If only Christians in the West would do likewise when it comes to the Bible. Ashenden...got an earful from some of the Russian people, who accused Western Christians of capitulating to secular culture, especially when it comes to the redefinition of marriage. They told him "we have lived under the dead weight of atheist secularism, and we know how empty and dangerous it is to human flourishing."
In "Anglican Ink" Ashenden notes that when the Marxists took control of Russia a century ago, they first set their sights on Christians and the churches-and they're doing it again. As before, he adds, "The cultural and political screws are slowly tightening against those who do read the Bible and keep faith with it in the public space."
Tragically, many Christians-or at least those who
identify as Christians-have given up the Bible, which Ashenden calls "the bedrock of the church"-without a whimper of protest. A recent survey says that 60 percent of the members of the Church of England "never" read the Bible-that's right,
never. It's little wonder that so many churches there are dying. As Ashenden notes, "Only the Bible challenges the claims of secularism."
According to researchers George Gallup and Jim Castelli, biblical illiteracy is running rampant on this side of the Pond, too. Fewer than one in two adults can name the four Gospels. Many Christians cannot name more than two or three of Jesus's disciples. They say America is "a nation of biblical illiterates."
No wonder our culture is awash in confusion. What Amos wrote centuries ago is just as true in our day: " 'The time is surely coming,' says the Sovereign LORD, 'when I will send a famine on the land-not a famine of bread or water but of hearing the words of the LORD.' " That was a word of judgment-to the people of Israel and to us today.

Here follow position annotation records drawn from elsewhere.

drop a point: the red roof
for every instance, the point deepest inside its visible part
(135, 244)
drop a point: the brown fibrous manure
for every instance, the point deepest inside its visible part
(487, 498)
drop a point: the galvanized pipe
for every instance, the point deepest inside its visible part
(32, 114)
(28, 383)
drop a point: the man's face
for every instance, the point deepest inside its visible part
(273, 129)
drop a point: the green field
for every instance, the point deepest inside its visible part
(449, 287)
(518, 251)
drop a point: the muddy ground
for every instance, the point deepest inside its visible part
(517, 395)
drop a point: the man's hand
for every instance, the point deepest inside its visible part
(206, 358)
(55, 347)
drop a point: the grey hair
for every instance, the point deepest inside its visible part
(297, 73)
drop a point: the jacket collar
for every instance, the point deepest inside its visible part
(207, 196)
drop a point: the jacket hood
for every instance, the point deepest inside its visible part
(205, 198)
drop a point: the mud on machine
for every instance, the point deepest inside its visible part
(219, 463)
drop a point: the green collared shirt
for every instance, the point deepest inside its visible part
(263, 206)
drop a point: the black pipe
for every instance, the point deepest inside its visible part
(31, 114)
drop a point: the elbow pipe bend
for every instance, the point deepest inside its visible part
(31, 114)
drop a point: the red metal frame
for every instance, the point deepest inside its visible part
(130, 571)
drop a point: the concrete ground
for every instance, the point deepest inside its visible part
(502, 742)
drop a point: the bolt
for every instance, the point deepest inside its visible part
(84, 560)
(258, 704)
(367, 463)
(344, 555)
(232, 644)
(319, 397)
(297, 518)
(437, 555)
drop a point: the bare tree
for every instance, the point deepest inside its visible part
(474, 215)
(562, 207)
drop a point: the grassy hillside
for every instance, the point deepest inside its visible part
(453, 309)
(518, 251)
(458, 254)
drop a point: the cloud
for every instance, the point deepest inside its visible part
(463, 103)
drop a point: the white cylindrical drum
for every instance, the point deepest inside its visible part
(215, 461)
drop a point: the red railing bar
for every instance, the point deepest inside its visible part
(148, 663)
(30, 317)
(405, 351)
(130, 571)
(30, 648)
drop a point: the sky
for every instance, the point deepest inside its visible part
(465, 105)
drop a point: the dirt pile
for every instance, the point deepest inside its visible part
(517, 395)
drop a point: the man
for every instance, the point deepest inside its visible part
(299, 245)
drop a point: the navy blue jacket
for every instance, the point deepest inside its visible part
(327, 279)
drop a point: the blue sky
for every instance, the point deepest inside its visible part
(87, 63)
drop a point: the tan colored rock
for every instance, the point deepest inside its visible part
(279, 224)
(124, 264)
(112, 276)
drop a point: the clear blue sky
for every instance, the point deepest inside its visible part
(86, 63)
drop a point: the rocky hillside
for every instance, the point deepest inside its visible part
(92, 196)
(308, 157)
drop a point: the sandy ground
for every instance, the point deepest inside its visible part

We miss out on so much when we fail to tap the Bible's power. Charles Spurgeon once said, "If you wish to know God you must know his word; if you wish to perceive his power you must see how he worketh by his word; if you wish to know his purpose before it is actually brought to pass you can only discover it by his word."
In this, the 500th anniversary of the Protestant Reformation-which gave the Word of God back to the people, proclaimed it as the final authority in the Christian life, and unleashed its liberating power in society-it is a scandal that so few Christians read it.